When Cardinal Mazarin died in 1661, the young king was asked to whom the ministers should bring their portfolios. To which came the unexpected reply, "To me."
CHAPTER XIII.
The wily Italian was gone, and Louis XIV. settled himself upon the throne which Richelieu had rendered so exalted and immovable.
Cardinal Mazarin had said of the young Louis that "there was enough in him to make four kings, and one honest man." His greatness consisted more in amplitude than in kind. Nature made him in prodigal mood. He was an average man of colossal proportions. His ability, courage, dignity, industry, greed for power and possessions, were all on a magnificent scale, and so were his vanity, his loves, his cruelties, his pleasures, his triumphs, and his disappointments.

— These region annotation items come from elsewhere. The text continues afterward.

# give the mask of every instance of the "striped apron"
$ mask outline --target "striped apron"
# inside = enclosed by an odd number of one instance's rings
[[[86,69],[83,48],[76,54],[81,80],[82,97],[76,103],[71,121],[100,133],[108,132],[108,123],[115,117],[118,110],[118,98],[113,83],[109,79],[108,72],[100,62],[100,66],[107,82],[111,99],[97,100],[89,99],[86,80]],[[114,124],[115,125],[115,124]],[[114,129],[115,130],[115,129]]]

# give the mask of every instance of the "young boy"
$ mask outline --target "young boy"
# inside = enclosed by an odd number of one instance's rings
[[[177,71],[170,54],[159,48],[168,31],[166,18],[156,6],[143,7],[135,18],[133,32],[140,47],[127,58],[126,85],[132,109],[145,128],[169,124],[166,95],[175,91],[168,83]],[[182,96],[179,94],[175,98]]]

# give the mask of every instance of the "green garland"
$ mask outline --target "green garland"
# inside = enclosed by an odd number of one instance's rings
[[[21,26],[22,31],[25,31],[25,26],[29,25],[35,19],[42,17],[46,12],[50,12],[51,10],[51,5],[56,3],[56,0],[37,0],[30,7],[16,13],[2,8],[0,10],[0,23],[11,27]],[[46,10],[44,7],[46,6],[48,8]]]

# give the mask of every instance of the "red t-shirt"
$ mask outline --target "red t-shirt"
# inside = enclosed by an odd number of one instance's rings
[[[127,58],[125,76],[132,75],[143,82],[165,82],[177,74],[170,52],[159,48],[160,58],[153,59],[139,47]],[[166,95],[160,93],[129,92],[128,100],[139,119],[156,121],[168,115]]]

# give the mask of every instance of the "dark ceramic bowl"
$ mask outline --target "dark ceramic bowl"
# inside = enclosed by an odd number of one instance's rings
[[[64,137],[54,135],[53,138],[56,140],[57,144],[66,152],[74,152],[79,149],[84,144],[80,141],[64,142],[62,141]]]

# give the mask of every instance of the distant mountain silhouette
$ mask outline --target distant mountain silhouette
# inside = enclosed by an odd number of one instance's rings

No king more wickedly oppressed France, and none made her more glorious. He made her feared abroad and magnificent at home, but he desolated her, and drained her resources with ambitious wars. He crowned her with imperishable laurels in literature, art, and every manifestation of genius, but he signed the Revocation of the Edict of Nantes, and drove out of his kingdom 500,000 of the best of his subjects.
The marriage of the Dauphin with the Infanta of Spain had occurred before he attained his majority. It was planned by Mazarin, and was a part of the policy left as a fatal bequest to Louis XIV. by that minister.